Frasier, whose Dixondale Farms is the state’s largest cantaloupe grower, has been offered as much as 70¢ per 42-gallon barrel of water he pumps from an aquifer beneath his land. That same water fetched no price at all as recently as three years ago, before oil exploration boomed in Texas’s Eagle Ford Shale rock formation. So far, Frasier is standing firm. “I’ve got to have that water for my farming operation,” he explains.
With the region having received less than 2 inches of rainfall since Oct. 1, oil producers are buying water from anyone willing to sell. “It’s pretty dry down here and a lot of oil companies are looking for water,” says Robert Mace, a deputy executive administrator at the Texas Water Development Board.
The water crisis in Texas, the biggest oil- and gas-producing state in the U.S., highlights a continuing debate in North America and Europe over fracking’s impact on water supplies. Environmentalists say the method poses a contamination threat, while farmers face growing competition for scarce water.
Fracking is a 60-year-old method of shattering rocks to unleash oil and natural gas with high-pressure jets of sand- and chemical-infused water. In the past decade, the technique has been refined and coupled with new ways of drilling sideways through oil-rich shale formations, spurring an onshore exploration boom, says Robert Ineson, senior director of global gas at researcher IHS CERA.
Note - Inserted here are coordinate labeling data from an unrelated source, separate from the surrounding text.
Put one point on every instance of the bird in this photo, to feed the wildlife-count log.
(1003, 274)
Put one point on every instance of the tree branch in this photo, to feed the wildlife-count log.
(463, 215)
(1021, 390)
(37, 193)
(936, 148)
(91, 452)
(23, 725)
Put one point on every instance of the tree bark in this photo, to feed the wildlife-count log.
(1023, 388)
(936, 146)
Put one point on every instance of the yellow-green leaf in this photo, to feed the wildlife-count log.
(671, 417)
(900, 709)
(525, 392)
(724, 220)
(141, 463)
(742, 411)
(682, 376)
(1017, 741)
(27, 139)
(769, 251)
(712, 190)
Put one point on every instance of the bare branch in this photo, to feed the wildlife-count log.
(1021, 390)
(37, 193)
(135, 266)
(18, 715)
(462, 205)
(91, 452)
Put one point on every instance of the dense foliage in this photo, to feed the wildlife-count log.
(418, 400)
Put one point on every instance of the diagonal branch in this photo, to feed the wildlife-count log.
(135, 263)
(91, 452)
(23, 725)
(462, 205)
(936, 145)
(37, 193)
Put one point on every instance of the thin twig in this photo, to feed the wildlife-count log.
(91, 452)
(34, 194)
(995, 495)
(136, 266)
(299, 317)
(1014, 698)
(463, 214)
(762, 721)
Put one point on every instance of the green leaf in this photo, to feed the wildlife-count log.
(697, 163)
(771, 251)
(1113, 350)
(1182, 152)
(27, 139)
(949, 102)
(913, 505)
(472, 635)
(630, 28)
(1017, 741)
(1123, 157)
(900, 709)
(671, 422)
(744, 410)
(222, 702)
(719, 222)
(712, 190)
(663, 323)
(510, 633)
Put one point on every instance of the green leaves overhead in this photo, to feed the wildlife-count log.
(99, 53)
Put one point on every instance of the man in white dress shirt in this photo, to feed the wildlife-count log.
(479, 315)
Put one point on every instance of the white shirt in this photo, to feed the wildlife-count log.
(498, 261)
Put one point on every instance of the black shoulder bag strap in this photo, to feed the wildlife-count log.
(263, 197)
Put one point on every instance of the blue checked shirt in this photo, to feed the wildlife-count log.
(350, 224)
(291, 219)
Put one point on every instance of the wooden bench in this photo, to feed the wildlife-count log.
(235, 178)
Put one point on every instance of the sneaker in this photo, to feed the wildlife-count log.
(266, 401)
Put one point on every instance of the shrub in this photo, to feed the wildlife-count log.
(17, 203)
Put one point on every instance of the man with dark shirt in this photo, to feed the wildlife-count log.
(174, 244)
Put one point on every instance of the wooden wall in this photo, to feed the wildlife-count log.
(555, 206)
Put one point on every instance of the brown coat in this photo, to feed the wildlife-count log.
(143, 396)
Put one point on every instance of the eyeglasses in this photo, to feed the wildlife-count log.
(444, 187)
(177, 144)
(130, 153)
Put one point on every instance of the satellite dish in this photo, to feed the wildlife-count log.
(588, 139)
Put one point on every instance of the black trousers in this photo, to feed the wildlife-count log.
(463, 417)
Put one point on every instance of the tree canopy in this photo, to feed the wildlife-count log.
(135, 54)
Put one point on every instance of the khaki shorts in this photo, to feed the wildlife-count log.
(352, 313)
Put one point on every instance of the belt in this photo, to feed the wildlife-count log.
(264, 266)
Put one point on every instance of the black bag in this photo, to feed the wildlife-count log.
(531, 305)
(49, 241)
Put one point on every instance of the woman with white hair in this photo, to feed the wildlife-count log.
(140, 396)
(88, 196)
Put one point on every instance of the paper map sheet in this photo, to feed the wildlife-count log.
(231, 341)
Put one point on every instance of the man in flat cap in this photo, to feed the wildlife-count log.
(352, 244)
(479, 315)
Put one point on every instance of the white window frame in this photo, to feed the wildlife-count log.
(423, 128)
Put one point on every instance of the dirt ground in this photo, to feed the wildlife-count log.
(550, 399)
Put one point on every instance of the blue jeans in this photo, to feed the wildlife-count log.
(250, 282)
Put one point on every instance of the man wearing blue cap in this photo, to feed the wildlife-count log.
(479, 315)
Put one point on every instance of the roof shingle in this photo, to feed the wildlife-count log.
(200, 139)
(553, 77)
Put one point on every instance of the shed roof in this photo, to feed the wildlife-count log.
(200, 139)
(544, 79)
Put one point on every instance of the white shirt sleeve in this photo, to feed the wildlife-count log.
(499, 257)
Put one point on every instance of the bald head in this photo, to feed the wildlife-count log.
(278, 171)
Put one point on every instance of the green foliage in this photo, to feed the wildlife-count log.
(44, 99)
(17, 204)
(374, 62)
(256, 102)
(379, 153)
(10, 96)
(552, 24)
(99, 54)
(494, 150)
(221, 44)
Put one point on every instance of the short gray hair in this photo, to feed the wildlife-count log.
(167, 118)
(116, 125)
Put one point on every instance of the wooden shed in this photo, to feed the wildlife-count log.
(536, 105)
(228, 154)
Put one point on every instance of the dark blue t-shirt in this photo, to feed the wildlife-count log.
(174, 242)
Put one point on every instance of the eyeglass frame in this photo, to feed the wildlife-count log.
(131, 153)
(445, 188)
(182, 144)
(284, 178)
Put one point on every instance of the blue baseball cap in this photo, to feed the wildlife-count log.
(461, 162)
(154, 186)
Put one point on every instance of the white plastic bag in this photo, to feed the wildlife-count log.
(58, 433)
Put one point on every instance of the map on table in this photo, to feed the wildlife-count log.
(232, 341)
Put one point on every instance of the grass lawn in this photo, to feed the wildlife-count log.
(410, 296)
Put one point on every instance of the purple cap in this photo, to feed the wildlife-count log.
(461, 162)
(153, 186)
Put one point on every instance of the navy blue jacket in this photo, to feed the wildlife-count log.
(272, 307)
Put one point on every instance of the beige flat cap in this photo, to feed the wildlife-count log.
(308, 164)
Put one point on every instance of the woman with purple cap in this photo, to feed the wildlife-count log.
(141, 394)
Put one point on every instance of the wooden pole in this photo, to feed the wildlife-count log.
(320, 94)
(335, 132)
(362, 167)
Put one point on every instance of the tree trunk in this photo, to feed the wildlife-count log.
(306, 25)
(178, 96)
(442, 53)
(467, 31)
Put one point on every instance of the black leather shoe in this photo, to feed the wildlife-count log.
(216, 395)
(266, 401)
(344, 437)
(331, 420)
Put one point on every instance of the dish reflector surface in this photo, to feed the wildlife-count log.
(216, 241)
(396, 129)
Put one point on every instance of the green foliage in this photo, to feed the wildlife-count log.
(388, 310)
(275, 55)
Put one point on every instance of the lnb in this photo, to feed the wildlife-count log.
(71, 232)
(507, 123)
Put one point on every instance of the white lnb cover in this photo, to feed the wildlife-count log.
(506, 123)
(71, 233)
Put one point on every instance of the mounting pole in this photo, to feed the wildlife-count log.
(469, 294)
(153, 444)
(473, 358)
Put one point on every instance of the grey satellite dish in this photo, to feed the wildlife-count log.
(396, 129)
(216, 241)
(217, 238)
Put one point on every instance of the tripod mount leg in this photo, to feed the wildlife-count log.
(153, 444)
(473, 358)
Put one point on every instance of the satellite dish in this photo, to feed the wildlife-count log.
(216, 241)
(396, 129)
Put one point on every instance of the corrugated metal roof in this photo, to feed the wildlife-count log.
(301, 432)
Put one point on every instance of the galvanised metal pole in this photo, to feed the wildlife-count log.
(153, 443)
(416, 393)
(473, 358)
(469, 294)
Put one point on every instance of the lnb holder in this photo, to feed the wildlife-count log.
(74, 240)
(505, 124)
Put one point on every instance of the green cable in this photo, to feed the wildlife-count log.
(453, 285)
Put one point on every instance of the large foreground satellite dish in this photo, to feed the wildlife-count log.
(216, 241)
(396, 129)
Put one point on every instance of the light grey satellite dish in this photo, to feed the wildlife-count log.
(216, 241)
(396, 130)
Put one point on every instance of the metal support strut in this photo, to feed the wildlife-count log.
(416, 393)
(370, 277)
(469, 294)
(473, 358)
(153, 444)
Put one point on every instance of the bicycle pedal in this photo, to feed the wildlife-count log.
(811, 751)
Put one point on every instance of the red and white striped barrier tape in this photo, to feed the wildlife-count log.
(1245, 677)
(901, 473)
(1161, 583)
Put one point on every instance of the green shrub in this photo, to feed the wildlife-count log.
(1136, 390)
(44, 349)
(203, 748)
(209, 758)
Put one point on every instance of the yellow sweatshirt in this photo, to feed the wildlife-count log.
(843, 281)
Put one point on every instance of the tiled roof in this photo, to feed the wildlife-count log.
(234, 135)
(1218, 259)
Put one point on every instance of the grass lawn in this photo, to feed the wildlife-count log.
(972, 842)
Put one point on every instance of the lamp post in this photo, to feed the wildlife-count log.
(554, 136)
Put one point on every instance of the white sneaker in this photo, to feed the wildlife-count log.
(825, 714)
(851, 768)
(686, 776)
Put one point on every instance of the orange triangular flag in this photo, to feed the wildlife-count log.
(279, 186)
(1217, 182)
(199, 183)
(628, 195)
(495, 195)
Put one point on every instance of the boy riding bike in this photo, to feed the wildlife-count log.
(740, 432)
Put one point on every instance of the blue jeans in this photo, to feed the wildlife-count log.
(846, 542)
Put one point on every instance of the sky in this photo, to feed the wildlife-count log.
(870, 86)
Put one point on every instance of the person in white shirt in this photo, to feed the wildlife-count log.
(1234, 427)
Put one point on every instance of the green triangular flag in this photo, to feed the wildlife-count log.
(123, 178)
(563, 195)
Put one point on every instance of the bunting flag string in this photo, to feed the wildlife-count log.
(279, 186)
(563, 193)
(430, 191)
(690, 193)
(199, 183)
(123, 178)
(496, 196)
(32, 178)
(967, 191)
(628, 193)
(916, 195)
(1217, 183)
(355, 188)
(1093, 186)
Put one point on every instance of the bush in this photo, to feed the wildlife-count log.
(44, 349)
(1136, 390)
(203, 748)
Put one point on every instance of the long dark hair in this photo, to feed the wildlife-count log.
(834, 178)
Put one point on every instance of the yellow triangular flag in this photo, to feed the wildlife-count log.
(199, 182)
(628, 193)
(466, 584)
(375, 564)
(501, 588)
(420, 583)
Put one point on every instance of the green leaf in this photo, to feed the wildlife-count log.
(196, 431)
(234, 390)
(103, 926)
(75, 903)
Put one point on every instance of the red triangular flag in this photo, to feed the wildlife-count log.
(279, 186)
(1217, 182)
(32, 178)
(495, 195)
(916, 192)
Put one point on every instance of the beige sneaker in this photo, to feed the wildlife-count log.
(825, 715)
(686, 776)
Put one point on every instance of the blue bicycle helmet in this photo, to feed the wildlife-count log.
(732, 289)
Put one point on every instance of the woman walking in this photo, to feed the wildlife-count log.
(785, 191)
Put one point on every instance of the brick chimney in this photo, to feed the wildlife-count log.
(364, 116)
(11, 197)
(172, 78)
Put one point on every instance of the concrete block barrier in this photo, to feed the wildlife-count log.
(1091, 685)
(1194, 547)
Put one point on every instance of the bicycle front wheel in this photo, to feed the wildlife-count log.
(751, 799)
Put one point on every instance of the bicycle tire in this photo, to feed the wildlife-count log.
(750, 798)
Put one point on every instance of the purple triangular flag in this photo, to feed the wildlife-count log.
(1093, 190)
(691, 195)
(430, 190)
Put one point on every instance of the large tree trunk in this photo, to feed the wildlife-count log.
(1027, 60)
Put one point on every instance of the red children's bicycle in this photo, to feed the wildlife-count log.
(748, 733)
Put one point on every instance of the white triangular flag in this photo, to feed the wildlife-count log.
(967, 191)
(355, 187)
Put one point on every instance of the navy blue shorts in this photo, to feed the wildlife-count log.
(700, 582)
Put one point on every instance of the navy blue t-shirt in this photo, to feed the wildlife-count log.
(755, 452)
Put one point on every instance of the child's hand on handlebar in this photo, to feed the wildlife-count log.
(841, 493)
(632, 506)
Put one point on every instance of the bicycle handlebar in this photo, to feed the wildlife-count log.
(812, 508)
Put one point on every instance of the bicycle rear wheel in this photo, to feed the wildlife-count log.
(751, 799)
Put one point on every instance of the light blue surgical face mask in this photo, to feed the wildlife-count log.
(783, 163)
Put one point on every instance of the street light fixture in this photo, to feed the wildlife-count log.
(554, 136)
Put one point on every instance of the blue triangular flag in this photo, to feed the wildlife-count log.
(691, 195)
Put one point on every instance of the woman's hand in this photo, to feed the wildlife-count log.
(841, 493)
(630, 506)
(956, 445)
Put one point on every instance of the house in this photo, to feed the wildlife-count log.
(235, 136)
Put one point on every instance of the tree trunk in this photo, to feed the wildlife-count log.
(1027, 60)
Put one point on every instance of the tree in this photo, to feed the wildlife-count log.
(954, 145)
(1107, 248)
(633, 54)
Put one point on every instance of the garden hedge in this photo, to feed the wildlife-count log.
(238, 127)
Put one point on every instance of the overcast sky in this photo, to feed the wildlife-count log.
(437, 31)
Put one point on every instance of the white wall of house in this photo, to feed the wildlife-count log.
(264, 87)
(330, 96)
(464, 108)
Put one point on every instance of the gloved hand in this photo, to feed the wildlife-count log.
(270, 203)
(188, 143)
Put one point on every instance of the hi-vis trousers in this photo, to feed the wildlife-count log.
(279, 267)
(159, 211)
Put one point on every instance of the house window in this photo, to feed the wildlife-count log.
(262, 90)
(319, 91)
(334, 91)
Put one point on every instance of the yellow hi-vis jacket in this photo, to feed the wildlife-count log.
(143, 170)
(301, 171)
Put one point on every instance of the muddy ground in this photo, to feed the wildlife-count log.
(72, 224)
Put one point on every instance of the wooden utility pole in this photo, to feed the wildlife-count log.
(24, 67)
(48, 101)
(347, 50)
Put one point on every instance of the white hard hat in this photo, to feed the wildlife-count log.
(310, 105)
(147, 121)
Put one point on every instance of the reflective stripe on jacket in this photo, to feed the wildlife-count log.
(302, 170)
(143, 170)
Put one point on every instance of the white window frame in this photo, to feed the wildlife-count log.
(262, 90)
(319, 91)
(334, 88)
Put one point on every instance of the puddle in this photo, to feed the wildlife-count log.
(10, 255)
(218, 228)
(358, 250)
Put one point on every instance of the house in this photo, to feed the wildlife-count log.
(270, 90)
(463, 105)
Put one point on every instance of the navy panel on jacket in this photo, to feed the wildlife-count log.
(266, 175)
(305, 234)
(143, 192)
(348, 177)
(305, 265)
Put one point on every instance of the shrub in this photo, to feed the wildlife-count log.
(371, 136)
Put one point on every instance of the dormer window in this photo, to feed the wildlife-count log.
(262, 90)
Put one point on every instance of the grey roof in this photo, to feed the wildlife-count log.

The Eagle Ford’s peculiar geology means each well fracked requires an amount of water equivalent to that used by 240 adults in an entire year for cooking, washing, and drinking. A study by the Texas Water Development Board and the University of Texas at Austin’s Bureau of Economic Geology estimates fracking-water demand in the area will jump tenfold by 2020 and double again by 2030. “This is not the drilling your grandparents knew in West Texas,” says Sharon Wilson, an organizer for Earthworks’ Oil & Gas Accountability Project, which lobbies for tougher regulation of oil drillers. “It’s a heavy industrial activity with massive amounts of water and chemicals.”
For now, local water departments, farmers, and oil drillers near Laredo are relying on water from two reservoirs and underground aquifers filled by last summer’s tropical storm season. But that won’t last forever.
The bottom line: A record drought in Texas is boosting water prices and competition between agricultural and energy interests over the commodity.